Mönchengladbach Pflegestärkungsgesetz wirft viele Fragen auf

Mönchengladbach · Die Beratungsstelle der Sozial-Holding der Stadt informiert in den Altenheimen über die neuen Pflegegrade - und darüber, welche Fallen das neue System mit sich bringt.

Am 1. Januar 2017 ist die weitreichendste Reform seit der Einführung der Pflegeversicherung in Kraft getreten. Das Pflegestärkungsgesetz II bietet viele Verbesserungen für Pflegebedürftige und ihre Angehörigen, aber es wirft auch viele Fragen auf. Fragen, denen sich unter anderem die Experten der Beratungsstelle der Sozial-Holding bei Infoveranstaltungen in den Altenheimen stellen. Ein solcher Infoabend fand jetzt im Altenheim Lürrip statt.

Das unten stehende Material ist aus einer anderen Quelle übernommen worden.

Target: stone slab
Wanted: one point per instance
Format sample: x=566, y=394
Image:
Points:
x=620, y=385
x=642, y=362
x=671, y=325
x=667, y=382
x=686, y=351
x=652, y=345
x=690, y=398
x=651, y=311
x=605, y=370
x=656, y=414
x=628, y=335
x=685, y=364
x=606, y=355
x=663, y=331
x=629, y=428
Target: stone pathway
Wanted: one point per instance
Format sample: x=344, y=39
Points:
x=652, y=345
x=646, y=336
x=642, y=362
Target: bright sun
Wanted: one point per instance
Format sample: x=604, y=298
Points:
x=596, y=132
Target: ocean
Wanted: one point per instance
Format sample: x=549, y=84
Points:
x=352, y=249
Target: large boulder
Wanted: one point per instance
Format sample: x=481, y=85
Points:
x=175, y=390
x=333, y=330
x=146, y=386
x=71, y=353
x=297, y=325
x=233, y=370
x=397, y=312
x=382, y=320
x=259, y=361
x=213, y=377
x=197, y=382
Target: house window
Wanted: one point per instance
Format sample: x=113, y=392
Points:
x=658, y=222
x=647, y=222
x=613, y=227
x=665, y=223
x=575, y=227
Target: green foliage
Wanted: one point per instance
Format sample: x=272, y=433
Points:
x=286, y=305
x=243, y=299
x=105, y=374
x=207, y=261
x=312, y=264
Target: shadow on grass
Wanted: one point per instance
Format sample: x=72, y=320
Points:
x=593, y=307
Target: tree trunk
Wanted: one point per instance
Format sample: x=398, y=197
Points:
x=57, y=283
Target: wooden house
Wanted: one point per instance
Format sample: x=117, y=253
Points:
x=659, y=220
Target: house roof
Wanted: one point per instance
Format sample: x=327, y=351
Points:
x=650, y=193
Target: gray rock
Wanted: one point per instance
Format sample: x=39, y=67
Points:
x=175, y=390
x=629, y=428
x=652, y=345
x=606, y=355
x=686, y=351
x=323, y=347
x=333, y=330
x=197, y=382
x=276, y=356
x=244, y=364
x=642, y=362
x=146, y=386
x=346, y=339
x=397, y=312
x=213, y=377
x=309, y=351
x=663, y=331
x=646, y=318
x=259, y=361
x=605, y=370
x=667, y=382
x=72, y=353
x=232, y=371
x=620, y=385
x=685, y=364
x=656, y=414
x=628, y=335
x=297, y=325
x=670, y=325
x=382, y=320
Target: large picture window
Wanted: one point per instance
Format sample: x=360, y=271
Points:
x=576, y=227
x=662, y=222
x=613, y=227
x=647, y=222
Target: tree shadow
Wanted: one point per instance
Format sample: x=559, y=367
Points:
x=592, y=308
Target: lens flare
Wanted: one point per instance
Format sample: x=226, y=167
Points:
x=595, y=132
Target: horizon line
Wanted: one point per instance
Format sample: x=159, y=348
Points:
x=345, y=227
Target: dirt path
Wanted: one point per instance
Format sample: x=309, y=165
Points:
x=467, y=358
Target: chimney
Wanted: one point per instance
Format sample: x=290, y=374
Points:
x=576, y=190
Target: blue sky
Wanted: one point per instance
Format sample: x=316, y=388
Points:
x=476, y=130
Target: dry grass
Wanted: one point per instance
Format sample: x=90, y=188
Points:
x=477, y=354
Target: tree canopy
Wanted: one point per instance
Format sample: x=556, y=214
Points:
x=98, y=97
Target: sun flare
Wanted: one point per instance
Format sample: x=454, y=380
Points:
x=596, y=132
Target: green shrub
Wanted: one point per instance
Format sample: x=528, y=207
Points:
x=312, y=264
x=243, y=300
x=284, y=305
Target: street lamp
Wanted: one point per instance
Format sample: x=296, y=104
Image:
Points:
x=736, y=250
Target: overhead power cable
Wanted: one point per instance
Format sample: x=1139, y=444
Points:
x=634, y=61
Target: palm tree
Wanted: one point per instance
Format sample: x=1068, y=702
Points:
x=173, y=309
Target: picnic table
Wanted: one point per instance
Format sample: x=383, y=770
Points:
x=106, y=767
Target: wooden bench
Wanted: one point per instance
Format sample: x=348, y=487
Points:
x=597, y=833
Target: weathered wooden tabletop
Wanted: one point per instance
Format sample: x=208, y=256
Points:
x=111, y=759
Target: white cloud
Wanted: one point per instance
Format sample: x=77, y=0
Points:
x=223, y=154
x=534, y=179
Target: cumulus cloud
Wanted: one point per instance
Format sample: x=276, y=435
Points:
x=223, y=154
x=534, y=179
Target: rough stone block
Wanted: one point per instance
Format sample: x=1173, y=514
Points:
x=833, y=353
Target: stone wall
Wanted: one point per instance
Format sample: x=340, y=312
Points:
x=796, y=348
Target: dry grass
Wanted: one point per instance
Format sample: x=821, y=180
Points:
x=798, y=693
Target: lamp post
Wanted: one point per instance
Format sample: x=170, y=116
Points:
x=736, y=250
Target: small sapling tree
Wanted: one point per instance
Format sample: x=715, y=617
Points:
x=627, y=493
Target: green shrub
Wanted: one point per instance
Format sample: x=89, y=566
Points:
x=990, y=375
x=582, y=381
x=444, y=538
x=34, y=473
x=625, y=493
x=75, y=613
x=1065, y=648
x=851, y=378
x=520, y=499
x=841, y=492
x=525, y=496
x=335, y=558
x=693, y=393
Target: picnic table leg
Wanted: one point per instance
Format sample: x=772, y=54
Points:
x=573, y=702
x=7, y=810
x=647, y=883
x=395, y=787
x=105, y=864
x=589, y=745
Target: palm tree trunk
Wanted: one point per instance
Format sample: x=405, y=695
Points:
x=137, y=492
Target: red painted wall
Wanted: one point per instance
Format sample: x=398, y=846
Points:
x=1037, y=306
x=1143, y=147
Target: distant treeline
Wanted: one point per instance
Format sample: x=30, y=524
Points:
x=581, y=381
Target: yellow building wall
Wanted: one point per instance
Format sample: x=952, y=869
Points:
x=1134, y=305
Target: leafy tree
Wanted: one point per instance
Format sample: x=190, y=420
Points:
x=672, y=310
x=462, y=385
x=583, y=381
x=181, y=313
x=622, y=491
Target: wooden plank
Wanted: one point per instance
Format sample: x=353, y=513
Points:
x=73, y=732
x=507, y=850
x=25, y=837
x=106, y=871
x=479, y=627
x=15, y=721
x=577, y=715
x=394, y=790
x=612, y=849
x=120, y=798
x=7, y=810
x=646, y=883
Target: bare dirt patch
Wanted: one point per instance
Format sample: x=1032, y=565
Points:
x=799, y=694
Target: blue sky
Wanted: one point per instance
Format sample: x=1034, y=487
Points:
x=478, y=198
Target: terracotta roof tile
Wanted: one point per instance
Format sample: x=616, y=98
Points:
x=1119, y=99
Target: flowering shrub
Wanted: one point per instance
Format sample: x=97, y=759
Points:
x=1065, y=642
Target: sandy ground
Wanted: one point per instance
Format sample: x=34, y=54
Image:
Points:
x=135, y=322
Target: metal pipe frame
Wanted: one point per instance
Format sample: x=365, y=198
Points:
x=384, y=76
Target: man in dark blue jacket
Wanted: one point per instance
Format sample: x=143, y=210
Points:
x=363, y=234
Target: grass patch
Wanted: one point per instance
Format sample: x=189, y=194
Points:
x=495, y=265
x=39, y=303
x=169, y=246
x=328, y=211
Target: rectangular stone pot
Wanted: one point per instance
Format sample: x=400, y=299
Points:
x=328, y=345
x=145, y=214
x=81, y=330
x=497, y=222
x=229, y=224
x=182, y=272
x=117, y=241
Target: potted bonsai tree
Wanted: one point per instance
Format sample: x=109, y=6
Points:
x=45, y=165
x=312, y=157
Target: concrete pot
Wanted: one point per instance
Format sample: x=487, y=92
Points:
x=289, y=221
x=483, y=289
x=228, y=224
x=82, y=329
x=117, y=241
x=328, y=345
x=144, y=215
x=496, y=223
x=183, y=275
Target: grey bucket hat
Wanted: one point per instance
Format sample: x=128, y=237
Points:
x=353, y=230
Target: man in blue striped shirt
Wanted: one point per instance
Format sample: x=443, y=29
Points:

Um es vorwegzusagen: Das neue Gesetz ist in dem Bemühen, Transparenz zu schaffen und möglichst viele Fälle zu berücksichtigen, ausgesprochen komplex und nicht gerade leicht verständlich. Selbst die Experten sehen noch etliche offene Fragen. Zwei Grundsätze jedoch sind wichtig und gut zu merken: Niemand soll durch das neue Gesetz schlechter gestellt werden. Dieser Grundsatz firmiert unter "Bestandsschutz". Der Bestandsschutz - und das ist ebenfalls entscheidend - gilt jedoch nur bis zu einer Neueinstufung durch einen Gutachter. Dessen sollten sich Angehörige und Betreuer bewusst sein. Wird ein Pflegebedürftiger neu eingestuft, kann es auch zu Verschlechterungen kommen. Wie bei dem tragischen Fall, bei dem eine Seniorin, die seit sechs Jahren im Heim lebte, auf Veranlassung ihrer Betreuerin neu eingestuft wurde und damit ihr Anrecht auf einen Heimplatz verlor. Also sollte nur dann der Bestandsschutz durch eine Neueinstufung aufgehoben werden, wenn gesichert ist, dass auch eine Höherstufung erfolgt.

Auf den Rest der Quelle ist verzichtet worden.